At least that's the conclusion that can be drawn from the very little that public officials are willing to say on the record about the matter. McHenry Times reached out to dozens of county and state officials for reaction to Edgar County Watchdogs' detailed documentation about alleged fraud by a family that once ran the highway commission, but few of them so much as responded.
"Due to ongoing investigation(s) that may or may not be still in process regarding this matter, I am unable to provide any comment," Illinois state Sen. Donald P. DeWitte (R-St. Charles) said in an email response to McHenry Times' questions.
McHenry County Board District 5 representative Michael J. Skala provided a qualified call for accountability.
"If there is any fraud in the township by any person, they should be held accountable," Skala said in an email to McHenry Times.
Skala declined to answer questions about whether an audit should be conducted of Algonquin Township's Highway District in light of Edgar County Watchdogs' allegations, nor would he say why there has been any hesitation about it.
"I cannot answer that question," he said. "Again, this should be answered by the Algonquin Township Board."
Algonquin Township Board thus far has blocked moves toward a highway district audit, which the current highway commissioner has requested.
The controversy that revolves around former Algonquin Township Highway Commissioner Bob Miller and his family, including allegations of nepotism and pay-to-play donations, is nothing new in Algonquin Township, where three generations of the family manned the township's highway department responsible for about 50 miles of road.
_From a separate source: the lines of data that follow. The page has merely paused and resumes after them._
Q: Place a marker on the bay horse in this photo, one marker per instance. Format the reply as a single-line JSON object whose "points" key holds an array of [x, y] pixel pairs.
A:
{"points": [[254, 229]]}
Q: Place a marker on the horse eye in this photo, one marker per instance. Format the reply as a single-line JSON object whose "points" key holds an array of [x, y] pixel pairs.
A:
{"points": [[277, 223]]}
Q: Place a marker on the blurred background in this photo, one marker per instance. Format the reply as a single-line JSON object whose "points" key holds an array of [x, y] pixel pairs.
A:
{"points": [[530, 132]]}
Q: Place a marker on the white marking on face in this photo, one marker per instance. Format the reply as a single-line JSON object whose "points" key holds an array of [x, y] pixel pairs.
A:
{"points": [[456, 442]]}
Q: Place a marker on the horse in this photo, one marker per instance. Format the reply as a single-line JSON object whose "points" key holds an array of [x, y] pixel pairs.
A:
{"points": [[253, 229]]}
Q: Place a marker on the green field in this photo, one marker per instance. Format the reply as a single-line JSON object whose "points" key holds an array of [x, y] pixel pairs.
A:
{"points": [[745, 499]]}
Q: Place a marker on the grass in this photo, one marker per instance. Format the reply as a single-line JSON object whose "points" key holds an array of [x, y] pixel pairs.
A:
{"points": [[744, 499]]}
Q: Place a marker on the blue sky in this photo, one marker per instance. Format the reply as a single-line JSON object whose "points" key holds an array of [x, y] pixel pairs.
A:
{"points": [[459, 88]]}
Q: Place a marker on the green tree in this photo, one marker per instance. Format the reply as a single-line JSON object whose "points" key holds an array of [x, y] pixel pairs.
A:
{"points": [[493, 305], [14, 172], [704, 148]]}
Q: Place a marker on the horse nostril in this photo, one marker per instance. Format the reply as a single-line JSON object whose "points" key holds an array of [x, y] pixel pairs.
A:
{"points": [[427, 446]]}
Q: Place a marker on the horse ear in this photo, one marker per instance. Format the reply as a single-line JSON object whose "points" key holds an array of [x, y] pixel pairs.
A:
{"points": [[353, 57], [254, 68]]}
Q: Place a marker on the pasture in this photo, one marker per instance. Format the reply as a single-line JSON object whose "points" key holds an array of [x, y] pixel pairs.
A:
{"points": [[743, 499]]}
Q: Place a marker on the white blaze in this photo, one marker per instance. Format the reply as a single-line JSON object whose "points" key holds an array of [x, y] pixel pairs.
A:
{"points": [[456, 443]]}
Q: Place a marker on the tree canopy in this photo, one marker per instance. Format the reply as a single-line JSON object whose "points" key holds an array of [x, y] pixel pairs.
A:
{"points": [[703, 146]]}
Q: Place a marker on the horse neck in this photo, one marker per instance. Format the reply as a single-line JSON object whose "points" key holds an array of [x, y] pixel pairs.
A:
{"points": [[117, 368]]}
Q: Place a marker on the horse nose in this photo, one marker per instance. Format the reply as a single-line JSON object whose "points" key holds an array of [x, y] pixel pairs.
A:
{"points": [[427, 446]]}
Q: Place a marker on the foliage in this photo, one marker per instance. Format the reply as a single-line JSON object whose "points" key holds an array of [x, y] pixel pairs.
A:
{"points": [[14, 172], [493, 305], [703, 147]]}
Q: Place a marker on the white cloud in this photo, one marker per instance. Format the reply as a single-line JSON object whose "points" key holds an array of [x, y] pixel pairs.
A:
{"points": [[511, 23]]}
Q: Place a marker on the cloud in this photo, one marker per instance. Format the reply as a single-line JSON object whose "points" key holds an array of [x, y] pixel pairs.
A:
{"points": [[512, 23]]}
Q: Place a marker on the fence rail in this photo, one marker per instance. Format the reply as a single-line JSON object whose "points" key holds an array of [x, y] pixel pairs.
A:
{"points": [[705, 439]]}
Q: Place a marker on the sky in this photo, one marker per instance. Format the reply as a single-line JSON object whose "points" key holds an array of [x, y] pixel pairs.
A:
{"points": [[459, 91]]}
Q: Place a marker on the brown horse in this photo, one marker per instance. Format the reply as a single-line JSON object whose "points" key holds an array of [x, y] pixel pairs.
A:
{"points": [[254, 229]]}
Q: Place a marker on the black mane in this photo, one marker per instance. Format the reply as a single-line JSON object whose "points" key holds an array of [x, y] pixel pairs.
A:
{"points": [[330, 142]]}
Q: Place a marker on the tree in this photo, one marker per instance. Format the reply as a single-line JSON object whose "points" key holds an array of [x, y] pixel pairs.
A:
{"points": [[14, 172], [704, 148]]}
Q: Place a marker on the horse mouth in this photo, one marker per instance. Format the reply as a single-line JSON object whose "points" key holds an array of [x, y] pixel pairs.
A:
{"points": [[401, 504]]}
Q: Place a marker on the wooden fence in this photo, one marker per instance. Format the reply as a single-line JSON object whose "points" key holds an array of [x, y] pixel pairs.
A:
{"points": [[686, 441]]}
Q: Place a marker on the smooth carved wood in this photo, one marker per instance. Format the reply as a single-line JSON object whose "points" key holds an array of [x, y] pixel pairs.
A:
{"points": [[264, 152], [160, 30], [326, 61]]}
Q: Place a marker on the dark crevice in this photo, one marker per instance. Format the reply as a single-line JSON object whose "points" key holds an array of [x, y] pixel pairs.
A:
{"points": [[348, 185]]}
Miller, his father and grandfather all held the title of Algonquin Township Highway Commissioner for more than half a century until the youngest was voted out of office in a heated 2017 election won by Andrew Gasser.
Allegations have flown back and forth ever since then, but with little in the way of prosecution, including McHenry County State's Attorney Patrick Keannally's decision not to pursue charges. Meanwhile, Edgar County Watchdogs has for years provided a steady stream of documents and coverage of the alleged wrongdoing.
Edgar County Watchdogs, also known as Illinois Leaks, was founded in 2011 by Kirk Allen and John Kraft.
Most recently, the activist group has reported about Miller's wife, Anna May Miller, who along with the couple's two sons-in-law, had long been on the township department payroll. Part 6 of what Edgar County Watchdogs has been calling its "Time Card Tuesday" series, made a detailed examination of Anna May Miller's time cards.
"While we have many more time cards to expose, we want to make sure everyone understands this reporting is simply on the time cards and payroll numbers," Part 6 of the series stated. "While some have implied that we are wrong because the person worked from home or even as the state’s attorney investigator said, she could have worked from her boat cabin, while out of the country, on a cruise, we are not concerned where the work was performed. We care about the record that shows hours worked or not worked and paid. If she worked from home, those hours should be recorded. Same with the boat cruise. Time worked should be recorded to ensure proper payment is provided."